Here at LinkedIn we've been using regular remap.config for a while (with
all our map options). One thing we've been looking into recently is path
based regexes (which regex_remap supports). While looking into it we found
a few shortcomings of the plugin-- and decided it would probably be better
for everyone involved if we could come up with a way to consolidate this
into regular remap. This raises a few questions about how to consolidate,
so we figure we'd solicit some feedback from the community before we get
started. Since there are quite a few changes we're considering I've tried
to assemble examples for all the scenarios, but to start out I'll put some
examples of how remaps look today.

*Standard remap.config example*

# ExampleA: match all domains coming in on a specific port with a path
regex_map_with_recv_port http://.*:8080/bar    http://dest.com:12345/bar
# ExampleB:  match all domains /foo regardless of port
regex_map http://.*/foo    http://dest.com:12345/foo
# ExampleC: match everything else on a specific domain
map http://foo.com/    http://127.0.0.1:12345/catchall

In regular remap.config some features are missing-- such as regex matching
based on the path. If i were to use regex_remap on a regular mapping rule
like so:

regex_map_with_recv_port http://.*:8080
http://dest.com/@plugin=/usr/libexec/regex_remap.so
@pparam=mapfile.map

I could then have a file (mapfile.map) which would look something like:

### map file contents
# regular remap
^/foo(.*)                     http://dest.com:12345/foo/$1
# strip the query string
^/foo(.*)(\?.*)?               http://dest.com:12345/foo/$1?$q
# a redirect
/oldpath(.*)                   http://newdomain.com:8080/newpath$1@status=302


This regex_remap markup gives us a few nice things. This gives you regex
matching on the path, which we found to be extremely useful. Specifically
we have a use case for /foo and /foo/ to go to an app, but not /foobar. In
addition regex_remap map files give you a cleaner markup for redirects
(@status=xxx), as well as per-remap-line config overrides. As we started
looking into it we realized that regex_remap (the plugin) is a bit limited
since you cannot use remap plugins within the map file. We then started
looking into adding that, but figured it might be less work (and more
helpful) to merge this into ATS propper. So when merging these features,
there are a few config questions to be answered.

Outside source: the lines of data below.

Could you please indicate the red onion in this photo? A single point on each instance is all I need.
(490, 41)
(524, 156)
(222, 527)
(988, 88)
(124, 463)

*Question #1 how many regexes?*
Today there is one regex (in all the different regex_* types) which is only
on the domain name. In regex_remap there is one regex, but it matches the
path and the query string. So the question is how many different regexes
should their be?

To get some background of what these look like I'll implement a rule where
we match http/https on all domains, ports 8081 and 8082, and all paths.

The main ones we've thought of so far are:

    *1 regex*- so the entire string you are matching on is one big regex
        ^https?://.*:808[12]/(.*)$

        pros: fairly simple, dense (4 lines of today's configs can be
merged into 1)
        cons: easy to mess up (lots to match at once). Fairly difficult to
tell what its doing

    *2 regex*- one for domain, and one for path
        http://.*:8081/(.*)$
        http://.*:8082/(.*)$
        https://.*:8081/(.*)$
        https://.*:8082/(.*)$

        pros: Closer matches what we do today
        cons: more verbose (can't regex the scheme or port)

    *4 regex*- one for schema, domain, port, and path
        ^https?$://^.*$:^808[12]$/^(.*)$

        pros: seperation of the various regexes, dense, impossible to
capture more than the field you are in
        cons: 4 regexes instead of 1 (might be more confusing?)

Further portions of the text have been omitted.